Montag, 10. Oktober 2011
Vom Poser zum Teamplayer
Noel Gallagher’s High Flying Birds
„Noel Gallagher’s High Flying Birds“ (Sour Mash)
Natürlich muss, wer Liam sagt, auch Noel sagen. Und wenn Beady Eye Monate zuvor an dieser Stelle so gut weggekommen sind, dann lag das bei näherer Betrachtung schlichtweg daran, dass die High Flying Birds einfach noch nicht in der Luft waren. Diese vorbehaltlos freundliche Eröffnung wird jetzt manchen, der hier öfter vorbeischaut vielleicht etwas irritieren – keine Bange, mir geht das selbst nicht anders. Doch auch wenn man das brüderliche Abwatschen in der Tabloid Hell der letzten Wochen zum Erbrechen über hatte, muß man doch zugeben: Als Ergebnis kann man mit des einen, besonders aber mit des anderen Bruders Platte mehr als zufrieden sein.
Warum nur, diese Frage gleich zu Beginn, dieses unscharfe und verschwommene Tankstellen-Cover, auch bei weiteren Abbildungen gibt sich der Mann, den man über mangelndes Selbstbewußtsein noch nie klagen hörte, so ungewohnt zurückhaltend, nie en face, immer abgewandt, fast als hätte er Schiss, man könnte erkennen, wer für die Songs verantwortlich zeichnet. Dabei gibt es für übertriebene Bescheidenheit gar keinen Grund. Denn wie erwartet schreibt der Teil, der schon für einen Großteil der Perlen von Oasis zuständig war, im Vergleich zum Kraftmeier Liam auch die besseren Songs.
Und er tut das mit einer Verve, die einen wirklich staunen läßt: Orchesterklänge, Chorbegleitung, hymnischer Bombast, schwelgerische Melodien – da ist wenig vom rotzigen Lad als vielmehr Durchdachtes vom bestens aufgelegten „Liedermacher“ zu hören. „Everybody’s On The Run“ – herrlich und die ganz dicke Sahne, „Dream On“ nicht minder kalorienhaltig und bei „If I Had A Gun“ will der gute Junge die Knarre auch nur haben, um seiner Angebeteten ein Loch in die Sonne zu schießen – hier wird er regelrecht zum Träumer: „'Scuse me if I spoke too soon, my eyes have always followed you around the room. 'Cus you're the only God that I will ever need, I'm holding on and waiting for the moment to find me.“ Wow, Noel, bist Du’s?
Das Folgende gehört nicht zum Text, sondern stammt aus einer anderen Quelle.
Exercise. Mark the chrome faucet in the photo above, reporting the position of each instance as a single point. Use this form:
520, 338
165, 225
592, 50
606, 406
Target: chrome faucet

”The Death Of You And Me” glänzt gar mit feinen Bläsersätzen und manch netter Augenzwinkerei (“the bottom of a bottle is every man's apostle ... I'm watching my tv, or is it watching me?”), für “AKA What A Live!” darf’s sogar ein bisschen Acid sein, erinnert ein wenig an die bessern Stücke von Deacon Blue (“Only Tender Love”) und Noel läßt den Tiger raus (“I'm gonna take that tiger outside for a ride”). Und schlechter wird das nicht – offensichtlich ist der Knabe so verdammt aufgeräumt, dass er auch den Rest noch gut über die Bühne bekommt. Das bissige „Soldier Boys And Jesus Freaks“ luftig bespielt, ein wenig Travis für „AKA Broken Arrow“ und ein verteufelt guter Drive bei „(Stranded On) The Wrong Beach“ – selbst das infernalische Getöse am Schluß geht in Ordnung.
Auf einem der angesprochenen Promobildchen sieht man Noel im Übrigen an einem dieser altehrwürdigen Theaterpaläste stehen – über ihm in großen Lettern der Schriftzug „It’s never too late to be what you might have been“. Zufall, Understatement, Lebensentwurf oder simply Bullshit – nach und mit diesem Album darf man ruhig die Frage stellen, warum in aller Welt der Junge sein Talent über die letzten dürren Jahre bei Oasis so verschwendet hat. Denn er mag vielleicht noch immer ein arroganter Kerl sein, mit dieser Platte ist er auf dem Weg zum gereiften Teamplayer.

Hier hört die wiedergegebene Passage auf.